Visual Efficiency for Intel’s GPUs

Anton_Kaplanyan · ‎06-17-2025

Visual Efficiency for Intel’s GPUs

At Intel, we are reimagining the future of graphics—making it more nimble, accessible, and power-efficient. As the landscape of GPU technology rapidly evolves, we’re leading the charge to making premium visual experiences available on more GPUs, including low-power and mobile GPUs.

The role of GPUs is undergoing a fundamental shift. The line between discrete and integrated or built-in GPUs are becoming increasingly blurred thanks to changes in architecture and performance, and the use of advanced packaging.
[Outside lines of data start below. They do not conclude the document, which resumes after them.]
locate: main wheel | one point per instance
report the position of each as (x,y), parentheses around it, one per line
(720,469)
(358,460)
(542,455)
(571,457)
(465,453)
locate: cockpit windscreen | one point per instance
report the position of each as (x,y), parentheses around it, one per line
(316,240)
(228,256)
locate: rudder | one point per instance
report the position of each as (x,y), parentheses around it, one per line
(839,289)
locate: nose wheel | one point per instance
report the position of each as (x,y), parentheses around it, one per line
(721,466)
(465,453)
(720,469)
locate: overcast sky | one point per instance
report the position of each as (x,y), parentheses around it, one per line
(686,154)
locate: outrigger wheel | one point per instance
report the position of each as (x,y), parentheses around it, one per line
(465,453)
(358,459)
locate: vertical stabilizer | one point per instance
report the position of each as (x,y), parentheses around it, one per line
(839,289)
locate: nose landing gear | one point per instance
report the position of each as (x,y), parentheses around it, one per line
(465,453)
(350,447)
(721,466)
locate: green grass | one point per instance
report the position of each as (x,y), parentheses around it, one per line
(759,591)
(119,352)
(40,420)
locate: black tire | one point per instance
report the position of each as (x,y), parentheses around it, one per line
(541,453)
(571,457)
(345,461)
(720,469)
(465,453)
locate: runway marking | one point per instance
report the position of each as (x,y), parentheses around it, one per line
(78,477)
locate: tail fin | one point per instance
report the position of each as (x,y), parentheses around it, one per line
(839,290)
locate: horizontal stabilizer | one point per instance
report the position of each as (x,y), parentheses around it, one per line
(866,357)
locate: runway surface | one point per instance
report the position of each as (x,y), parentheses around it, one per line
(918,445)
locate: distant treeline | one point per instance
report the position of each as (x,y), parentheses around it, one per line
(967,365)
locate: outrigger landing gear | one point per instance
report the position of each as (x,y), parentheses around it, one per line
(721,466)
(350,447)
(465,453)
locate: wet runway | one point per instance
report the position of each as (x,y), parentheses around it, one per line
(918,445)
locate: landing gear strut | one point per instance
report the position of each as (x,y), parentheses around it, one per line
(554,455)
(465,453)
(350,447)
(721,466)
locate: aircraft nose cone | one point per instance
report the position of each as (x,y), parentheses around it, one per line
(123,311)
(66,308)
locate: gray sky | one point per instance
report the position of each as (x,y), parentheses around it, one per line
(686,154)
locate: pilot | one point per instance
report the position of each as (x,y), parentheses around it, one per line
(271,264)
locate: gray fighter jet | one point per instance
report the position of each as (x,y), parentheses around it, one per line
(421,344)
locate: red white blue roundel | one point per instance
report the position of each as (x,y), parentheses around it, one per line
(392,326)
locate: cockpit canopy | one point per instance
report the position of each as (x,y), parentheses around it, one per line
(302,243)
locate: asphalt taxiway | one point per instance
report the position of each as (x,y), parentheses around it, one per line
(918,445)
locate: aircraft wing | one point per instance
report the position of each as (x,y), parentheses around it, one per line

Long gone are the days of Intel GPUs being limited to video playback or web browsing— Intel Arc GPUs now support DirectX 12 Ultimate, ray tracing, and neural graphics acceleration across our product lines, scaling high-end gaming capabilities to many more systems.

This transformation is especially critical in a world that’s going mobile. Lightweight laptops and gaming handhelds—like the MSI Claw powered by Intel’s platform codenamed Lunar Lake—are redefining how and where users expect to game. Our mission is to deliver the immersive, high-fidelity visuals traditionally reserved for large desktop systems to these low-power, highly portable devices.

To achieve this, our research is pushing the boundaries of graphics innovation. At SIGGRAPH 2025 and HPG 2025, we are showcasing efficiency improvements for path tracing, neural graphics, and new physically based effects like fluorescence, all aiming for lower power GPUs. We're also developing novel compression techniques that dramatically reduce power and bandwidth consumption—key enablers for delivering rich visual experiences on low-power platforms.

Intel is leading a new paradigm: premium graphics everywhere—without compromise.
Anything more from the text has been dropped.